Reformats data in tab-delimited text files to a format that can be imported into AgileVariantViewer or AgileFileViewer. Since many commercial NGS service providers supply variant data in tab-delimited text files, AgileFileConverter allows such data to be analyzed by the Agile suite of programs.

AgileVariantViewer

Allows variants identified by AgileAnnotator and optionally filtered by AgileKnownSNPFilter to be interactively filtered by read depth and by allele read depth ratio. AgileVariantViewer can then export sequence variants for the whole genome, a single chromosome or a chromosomal region.

AgileGeneFilter

Allows sequence variants exported from AgileVariantViewer to be filtered, by identifying the genes within which they are located, and then performing a textual data search on those genes, using information from UniProt.

AgileFileViewer

Reads a sequence variant file created by AgileAnnotator (or one filtered by either AgileKnownSNPFilter or AgileVariantViewer) and displays associated information for each variant.

AgileVariantSelector

Reads multiple VCF files or 'annotated VCF' like files and identifies variants which occur at least n times in the data from affected individuals and discounts any variant that appears in a normal individuals data set.

GeneTIER

replaces the knowledge-based inference traditionally used in candidate disease gene prioritization, instead using experimental data from tissue-specific gene expression datasets. It is implemented as a hosted web application, and may be found here.

OVA

is an online variant filtering and prioritisation application. Ontology Variant Analysis Tool can filter your VCF files on a wide array of criteria. Remaining genes are prioritisated based on their functional and phenotypic profile similarity to a user supplied phenotype. It is implemented as a hosted web application, and may be found here.

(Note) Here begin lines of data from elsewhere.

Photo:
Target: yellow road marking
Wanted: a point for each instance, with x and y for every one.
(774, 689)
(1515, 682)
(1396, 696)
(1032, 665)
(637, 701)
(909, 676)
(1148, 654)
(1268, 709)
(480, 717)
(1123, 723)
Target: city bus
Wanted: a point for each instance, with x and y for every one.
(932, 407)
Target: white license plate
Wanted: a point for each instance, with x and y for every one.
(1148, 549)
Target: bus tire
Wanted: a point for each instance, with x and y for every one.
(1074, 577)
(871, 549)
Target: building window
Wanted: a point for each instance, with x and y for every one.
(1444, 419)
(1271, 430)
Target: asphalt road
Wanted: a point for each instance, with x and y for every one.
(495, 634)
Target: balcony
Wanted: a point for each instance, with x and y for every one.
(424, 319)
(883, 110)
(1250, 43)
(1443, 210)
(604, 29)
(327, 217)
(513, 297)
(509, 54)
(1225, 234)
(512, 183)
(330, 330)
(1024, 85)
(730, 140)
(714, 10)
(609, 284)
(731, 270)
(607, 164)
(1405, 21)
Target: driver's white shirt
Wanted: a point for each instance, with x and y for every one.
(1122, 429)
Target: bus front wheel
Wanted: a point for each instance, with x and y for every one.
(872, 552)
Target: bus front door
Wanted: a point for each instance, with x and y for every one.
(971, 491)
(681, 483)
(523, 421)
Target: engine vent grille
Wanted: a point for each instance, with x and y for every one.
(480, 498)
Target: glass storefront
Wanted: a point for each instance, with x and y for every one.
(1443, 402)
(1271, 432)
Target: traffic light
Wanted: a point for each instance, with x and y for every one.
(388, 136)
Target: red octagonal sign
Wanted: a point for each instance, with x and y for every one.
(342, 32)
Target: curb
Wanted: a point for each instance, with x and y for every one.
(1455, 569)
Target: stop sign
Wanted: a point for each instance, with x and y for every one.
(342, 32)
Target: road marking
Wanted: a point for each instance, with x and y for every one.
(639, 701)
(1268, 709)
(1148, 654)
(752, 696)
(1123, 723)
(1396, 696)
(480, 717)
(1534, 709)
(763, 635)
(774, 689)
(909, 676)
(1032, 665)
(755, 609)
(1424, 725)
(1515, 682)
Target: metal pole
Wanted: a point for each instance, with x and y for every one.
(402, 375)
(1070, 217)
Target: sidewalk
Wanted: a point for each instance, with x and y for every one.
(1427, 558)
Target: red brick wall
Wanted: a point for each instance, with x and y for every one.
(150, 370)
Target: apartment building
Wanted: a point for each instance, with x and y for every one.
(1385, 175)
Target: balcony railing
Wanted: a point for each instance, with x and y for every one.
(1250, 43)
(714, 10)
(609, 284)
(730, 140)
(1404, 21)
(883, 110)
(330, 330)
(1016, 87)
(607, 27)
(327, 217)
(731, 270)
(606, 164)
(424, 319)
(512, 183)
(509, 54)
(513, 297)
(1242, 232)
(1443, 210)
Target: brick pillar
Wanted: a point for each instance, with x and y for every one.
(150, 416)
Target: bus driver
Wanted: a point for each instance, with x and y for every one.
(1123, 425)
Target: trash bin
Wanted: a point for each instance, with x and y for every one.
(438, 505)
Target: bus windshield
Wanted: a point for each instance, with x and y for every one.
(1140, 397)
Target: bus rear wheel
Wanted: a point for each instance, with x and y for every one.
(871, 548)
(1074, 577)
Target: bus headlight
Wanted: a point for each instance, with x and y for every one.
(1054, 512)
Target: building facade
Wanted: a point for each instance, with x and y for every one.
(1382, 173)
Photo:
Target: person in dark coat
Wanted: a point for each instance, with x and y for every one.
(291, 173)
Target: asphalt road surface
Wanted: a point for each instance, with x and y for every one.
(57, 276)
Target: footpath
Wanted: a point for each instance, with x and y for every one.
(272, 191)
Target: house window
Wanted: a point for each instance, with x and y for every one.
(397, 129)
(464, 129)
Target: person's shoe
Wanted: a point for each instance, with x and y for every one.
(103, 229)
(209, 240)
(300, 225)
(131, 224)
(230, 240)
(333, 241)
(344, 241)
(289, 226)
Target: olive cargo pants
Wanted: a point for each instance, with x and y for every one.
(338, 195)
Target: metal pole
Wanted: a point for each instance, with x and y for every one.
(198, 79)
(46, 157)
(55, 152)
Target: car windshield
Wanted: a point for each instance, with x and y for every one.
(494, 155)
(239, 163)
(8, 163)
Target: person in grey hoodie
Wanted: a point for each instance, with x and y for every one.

Filtering the output from AlamutHT or Pindel

AgileExomeFilter

Enables the rapid filtering, sorting and screening of single-base variants as well as small indels derived from an exome-sequencing experiment and annotated by AlamutHT, allowing the rapid detection of possibly deleterious variants.

AgilePindelFilter

Enables the rapid filtering and screening of indel variants derived from an exome-sequencing experiment and annotated by Pindel, to allow the rapid detection of possibly deleterious variants.

Somatic mutation detection

AgileSMPoint

Identifies somatic sequence variants occurring at specific genomic positions and uses unaligned next-generation sequence data.

AgileSMAll

Identifies somatic sequence variants occurring at all positions within a PCR product and uses unaligned next-generation sequence data.